What was going on here? Guardian and kids, or four kids?

‘I won’t do it again,’ Pippa told Marc, reaching out to ruffle his dark hair. ‘It’s fixed.’ He looked over to Max. ‘How are you related to the kids?’

‘I believe Marc’s grandmother, Alice, was my aunt.’

‘I remember GrandmaAlice.’ Marc nodded. ‘She died just before Mama and Daddy were killed and we were really sad. She said we had royal cousins, but she said they were a bad lot.’ He thought about it and drank some of his chocolate. ‘I don’t know what a bad lot is.’

‘I hope I’m not a bad lot.’

‘But you’re royal. Like a king or something.’

‘I’m on the same side of the family as you.’

‘Not on the bad lot side?’

‘No.’

The girls-and Pippa-were listening to this interchange with various levels of interest. Now Sophie felt the need to interrupt.

‘I’m really very hungry,’ she said soulfully-martyr about to die a stoic death-and Pippa handed Max his hot chocolate, glanced at Claire who’d gone quiet and made a decision.

‘Um…can the family-tree thing wait?

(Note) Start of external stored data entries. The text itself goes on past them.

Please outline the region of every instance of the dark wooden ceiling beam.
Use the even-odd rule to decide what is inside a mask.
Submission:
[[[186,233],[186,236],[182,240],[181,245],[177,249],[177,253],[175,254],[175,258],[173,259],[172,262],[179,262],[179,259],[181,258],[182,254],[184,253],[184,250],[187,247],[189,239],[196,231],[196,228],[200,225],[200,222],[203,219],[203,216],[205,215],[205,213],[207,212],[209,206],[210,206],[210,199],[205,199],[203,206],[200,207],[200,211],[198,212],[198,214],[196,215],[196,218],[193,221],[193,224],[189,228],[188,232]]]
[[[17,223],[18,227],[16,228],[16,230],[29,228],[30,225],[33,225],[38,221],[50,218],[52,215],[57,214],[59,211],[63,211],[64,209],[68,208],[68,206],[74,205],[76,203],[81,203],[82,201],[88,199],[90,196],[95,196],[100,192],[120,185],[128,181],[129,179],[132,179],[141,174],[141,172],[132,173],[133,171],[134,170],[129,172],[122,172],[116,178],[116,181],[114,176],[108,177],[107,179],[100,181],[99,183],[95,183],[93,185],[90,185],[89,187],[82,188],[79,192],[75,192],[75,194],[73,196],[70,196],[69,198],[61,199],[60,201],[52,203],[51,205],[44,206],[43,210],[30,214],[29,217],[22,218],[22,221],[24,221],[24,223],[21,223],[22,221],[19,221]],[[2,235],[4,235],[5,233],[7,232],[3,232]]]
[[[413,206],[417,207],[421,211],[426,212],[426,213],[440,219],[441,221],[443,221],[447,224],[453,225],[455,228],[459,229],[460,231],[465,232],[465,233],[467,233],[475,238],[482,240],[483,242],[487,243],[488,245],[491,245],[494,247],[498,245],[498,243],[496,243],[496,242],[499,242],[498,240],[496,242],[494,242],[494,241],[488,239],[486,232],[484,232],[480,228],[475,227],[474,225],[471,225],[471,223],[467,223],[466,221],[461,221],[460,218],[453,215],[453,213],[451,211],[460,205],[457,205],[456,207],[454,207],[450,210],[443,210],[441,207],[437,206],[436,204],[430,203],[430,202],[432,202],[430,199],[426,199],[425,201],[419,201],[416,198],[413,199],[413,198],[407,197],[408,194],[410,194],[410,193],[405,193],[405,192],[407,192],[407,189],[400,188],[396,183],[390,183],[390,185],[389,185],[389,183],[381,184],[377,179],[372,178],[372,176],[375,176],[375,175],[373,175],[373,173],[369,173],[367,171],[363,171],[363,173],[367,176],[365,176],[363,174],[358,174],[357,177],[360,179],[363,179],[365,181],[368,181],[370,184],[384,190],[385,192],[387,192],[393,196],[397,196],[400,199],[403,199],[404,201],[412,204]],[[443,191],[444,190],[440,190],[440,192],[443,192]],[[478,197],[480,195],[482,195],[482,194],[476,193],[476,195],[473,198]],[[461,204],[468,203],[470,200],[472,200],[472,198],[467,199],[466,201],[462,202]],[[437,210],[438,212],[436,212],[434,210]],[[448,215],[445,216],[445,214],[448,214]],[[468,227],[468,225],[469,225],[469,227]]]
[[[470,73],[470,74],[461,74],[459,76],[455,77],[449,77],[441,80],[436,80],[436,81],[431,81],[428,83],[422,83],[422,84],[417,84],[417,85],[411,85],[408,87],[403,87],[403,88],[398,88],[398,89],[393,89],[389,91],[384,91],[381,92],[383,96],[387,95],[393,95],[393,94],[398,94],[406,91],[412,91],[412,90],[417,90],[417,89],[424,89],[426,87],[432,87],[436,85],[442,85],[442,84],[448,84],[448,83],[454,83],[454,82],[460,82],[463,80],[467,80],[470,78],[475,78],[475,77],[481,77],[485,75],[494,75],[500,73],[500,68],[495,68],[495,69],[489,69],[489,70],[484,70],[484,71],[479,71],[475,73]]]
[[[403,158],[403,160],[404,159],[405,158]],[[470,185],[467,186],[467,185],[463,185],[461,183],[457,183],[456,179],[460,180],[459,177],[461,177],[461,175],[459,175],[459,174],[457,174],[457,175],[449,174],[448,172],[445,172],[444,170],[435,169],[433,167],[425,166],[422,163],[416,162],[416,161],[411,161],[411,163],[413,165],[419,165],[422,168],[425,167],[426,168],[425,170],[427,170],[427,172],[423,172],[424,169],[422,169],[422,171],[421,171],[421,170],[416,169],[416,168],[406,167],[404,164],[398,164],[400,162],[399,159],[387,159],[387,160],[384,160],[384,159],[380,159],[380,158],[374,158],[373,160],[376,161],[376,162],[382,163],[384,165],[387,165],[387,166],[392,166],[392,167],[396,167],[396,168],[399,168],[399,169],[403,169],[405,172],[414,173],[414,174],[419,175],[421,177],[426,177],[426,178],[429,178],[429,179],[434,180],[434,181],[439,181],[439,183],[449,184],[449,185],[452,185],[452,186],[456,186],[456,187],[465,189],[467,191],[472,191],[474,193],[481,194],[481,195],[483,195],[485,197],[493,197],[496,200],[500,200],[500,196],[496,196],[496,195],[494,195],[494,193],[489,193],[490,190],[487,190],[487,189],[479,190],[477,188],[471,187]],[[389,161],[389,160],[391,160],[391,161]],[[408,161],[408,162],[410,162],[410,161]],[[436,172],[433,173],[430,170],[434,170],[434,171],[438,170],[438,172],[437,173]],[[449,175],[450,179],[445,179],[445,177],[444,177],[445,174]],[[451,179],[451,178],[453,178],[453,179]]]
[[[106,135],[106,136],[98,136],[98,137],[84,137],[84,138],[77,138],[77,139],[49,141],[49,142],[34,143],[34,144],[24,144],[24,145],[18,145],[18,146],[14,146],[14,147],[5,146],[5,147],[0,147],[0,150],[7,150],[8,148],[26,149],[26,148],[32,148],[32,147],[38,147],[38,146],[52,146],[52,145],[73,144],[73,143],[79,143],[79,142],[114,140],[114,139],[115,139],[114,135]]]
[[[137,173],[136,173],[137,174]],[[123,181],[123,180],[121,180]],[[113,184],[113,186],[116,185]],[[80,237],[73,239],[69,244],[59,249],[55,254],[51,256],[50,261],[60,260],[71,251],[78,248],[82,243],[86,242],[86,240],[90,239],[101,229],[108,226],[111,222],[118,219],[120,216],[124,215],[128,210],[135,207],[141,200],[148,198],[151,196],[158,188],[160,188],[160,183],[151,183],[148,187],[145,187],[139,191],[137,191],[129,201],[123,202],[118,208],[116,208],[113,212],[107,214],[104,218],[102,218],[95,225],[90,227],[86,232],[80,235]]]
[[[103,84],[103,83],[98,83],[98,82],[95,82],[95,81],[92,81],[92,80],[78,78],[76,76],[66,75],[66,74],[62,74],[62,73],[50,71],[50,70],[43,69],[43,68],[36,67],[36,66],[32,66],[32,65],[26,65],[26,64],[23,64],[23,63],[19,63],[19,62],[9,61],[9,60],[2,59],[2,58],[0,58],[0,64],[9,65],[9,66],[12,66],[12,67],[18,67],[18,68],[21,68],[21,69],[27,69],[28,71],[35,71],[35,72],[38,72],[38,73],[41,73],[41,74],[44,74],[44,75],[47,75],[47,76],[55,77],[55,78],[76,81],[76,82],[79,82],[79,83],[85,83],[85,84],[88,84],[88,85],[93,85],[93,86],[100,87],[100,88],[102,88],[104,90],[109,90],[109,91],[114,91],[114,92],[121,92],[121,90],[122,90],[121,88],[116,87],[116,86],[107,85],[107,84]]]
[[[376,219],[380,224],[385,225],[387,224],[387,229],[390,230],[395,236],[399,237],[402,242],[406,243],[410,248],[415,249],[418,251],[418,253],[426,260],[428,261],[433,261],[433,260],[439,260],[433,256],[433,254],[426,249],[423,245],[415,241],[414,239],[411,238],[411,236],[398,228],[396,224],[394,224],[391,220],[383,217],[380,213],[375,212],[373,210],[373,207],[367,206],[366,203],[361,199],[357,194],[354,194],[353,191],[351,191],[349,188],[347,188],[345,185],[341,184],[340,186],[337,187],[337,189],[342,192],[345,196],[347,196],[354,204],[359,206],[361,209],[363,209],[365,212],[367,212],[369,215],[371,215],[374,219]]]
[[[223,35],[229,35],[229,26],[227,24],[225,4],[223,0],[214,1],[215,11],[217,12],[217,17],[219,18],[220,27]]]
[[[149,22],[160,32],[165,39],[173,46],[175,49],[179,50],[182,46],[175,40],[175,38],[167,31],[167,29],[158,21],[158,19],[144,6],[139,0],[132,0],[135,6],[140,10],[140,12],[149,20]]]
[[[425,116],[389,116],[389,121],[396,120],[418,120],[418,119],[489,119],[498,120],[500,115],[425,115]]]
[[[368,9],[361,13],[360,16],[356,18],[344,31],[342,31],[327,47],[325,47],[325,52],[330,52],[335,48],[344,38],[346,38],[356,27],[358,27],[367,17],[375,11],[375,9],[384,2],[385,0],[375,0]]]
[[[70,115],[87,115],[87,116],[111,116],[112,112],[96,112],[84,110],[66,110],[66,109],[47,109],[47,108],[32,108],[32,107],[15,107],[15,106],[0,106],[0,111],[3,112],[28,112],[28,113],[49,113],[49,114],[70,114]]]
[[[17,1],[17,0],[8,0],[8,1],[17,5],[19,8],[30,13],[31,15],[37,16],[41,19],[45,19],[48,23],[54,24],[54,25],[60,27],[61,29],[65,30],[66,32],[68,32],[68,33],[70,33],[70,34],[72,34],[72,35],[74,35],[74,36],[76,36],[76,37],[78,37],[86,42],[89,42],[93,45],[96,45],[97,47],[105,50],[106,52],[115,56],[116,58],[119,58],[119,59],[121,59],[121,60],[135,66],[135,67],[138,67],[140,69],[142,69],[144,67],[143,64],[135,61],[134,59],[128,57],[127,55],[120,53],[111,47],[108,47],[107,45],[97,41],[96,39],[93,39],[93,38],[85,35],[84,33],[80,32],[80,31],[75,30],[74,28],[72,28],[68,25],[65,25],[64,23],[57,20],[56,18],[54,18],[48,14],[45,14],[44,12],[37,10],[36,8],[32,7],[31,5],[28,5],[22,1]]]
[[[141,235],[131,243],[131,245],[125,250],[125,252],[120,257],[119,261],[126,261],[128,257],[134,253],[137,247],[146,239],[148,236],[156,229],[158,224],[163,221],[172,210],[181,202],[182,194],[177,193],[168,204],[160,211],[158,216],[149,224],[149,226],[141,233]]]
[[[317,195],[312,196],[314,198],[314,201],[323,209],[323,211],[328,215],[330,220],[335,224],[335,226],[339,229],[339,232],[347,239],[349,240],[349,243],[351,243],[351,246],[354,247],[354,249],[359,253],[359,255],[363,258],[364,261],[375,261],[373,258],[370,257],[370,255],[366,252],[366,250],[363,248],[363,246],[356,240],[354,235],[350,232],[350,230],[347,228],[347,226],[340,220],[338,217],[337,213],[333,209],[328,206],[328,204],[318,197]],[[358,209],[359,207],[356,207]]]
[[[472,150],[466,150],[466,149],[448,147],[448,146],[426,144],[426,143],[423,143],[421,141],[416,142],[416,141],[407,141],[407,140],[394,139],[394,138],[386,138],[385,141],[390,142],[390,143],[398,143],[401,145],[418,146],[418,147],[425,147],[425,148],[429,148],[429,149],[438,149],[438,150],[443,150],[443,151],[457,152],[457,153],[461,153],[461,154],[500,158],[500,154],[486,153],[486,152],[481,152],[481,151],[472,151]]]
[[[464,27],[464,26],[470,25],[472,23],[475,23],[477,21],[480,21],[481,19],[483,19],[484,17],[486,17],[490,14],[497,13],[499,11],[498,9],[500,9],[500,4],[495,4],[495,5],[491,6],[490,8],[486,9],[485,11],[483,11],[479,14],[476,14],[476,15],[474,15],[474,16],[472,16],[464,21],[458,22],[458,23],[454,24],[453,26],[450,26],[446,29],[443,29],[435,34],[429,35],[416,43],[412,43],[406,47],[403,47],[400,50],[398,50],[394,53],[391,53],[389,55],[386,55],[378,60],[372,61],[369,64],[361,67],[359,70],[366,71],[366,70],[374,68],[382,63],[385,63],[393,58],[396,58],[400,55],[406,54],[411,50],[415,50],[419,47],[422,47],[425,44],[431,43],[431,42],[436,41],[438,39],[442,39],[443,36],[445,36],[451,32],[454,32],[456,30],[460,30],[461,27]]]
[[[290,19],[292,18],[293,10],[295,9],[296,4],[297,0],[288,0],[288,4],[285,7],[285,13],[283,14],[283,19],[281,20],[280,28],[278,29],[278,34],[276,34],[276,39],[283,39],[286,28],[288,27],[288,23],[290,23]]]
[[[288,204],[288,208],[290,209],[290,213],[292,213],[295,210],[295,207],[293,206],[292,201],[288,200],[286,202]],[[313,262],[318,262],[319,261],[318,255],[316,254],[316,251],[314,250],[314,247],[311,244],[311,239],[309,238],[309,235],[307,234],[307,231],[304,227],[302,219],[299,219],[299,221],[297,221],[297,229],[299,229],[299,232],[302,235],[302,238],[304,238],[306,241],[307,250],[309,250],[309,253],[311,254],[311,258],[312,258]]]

If you really are family…Actually we are in a bit of trouble,’ she confessed. ‘We don’t have anything to eat.’

‘Nothing?’

‘Toast. But no butter. And no jam.’

‘You believe in putting off shopping to the last minute.’

‘We tried to put it off ’ til the rain stopped. But it didn’t.’

‘I see.’ Though he didn’t see.

‘Could you really go into town and pick up a few supplies?’

‘Of course. You could come with me if you like.’

‘All of us?’ Pippa asked.

He did a quick head count. Maybe…

‘Including Dolores.’

He looked down at Dolores-a great brown dog, gently steaming and wafting wet dog smell through the kitchen.

‘Maybe I’m fine by myself,’ Max said.

She chuckled, a nice chuckle that might have had the capacity to warm the kitchen if it wasn’t so appallingly cold. Then she eyed him appraisingly. ‘You’ll get wet again, walking back to your car. That’s not exactly wet-weather gear.’

‘Lend him Daddy’s milking gear,’ Marc piped up. ‘He’s bigger than Daddy but he might fit.’

‘He can wear Daddy’s gumboots,’ Sophie offered.

‘Gumboots?’

‘That’s Australian for wellingtons,’ Pippa said.

‘He needs an umbrella,’ Claire added. Like all of them she’d been staring at Max with caution, but she’d obviously reached a decision. ‘He can use my doggy umbrella.’ She fetched it from near the back door, opened it and twirled it for inspection. Pale pink, it had a picture of an appealing puppy on every panel. ‘You’ll look after it,’ she said, as one conferring a huge level of trust.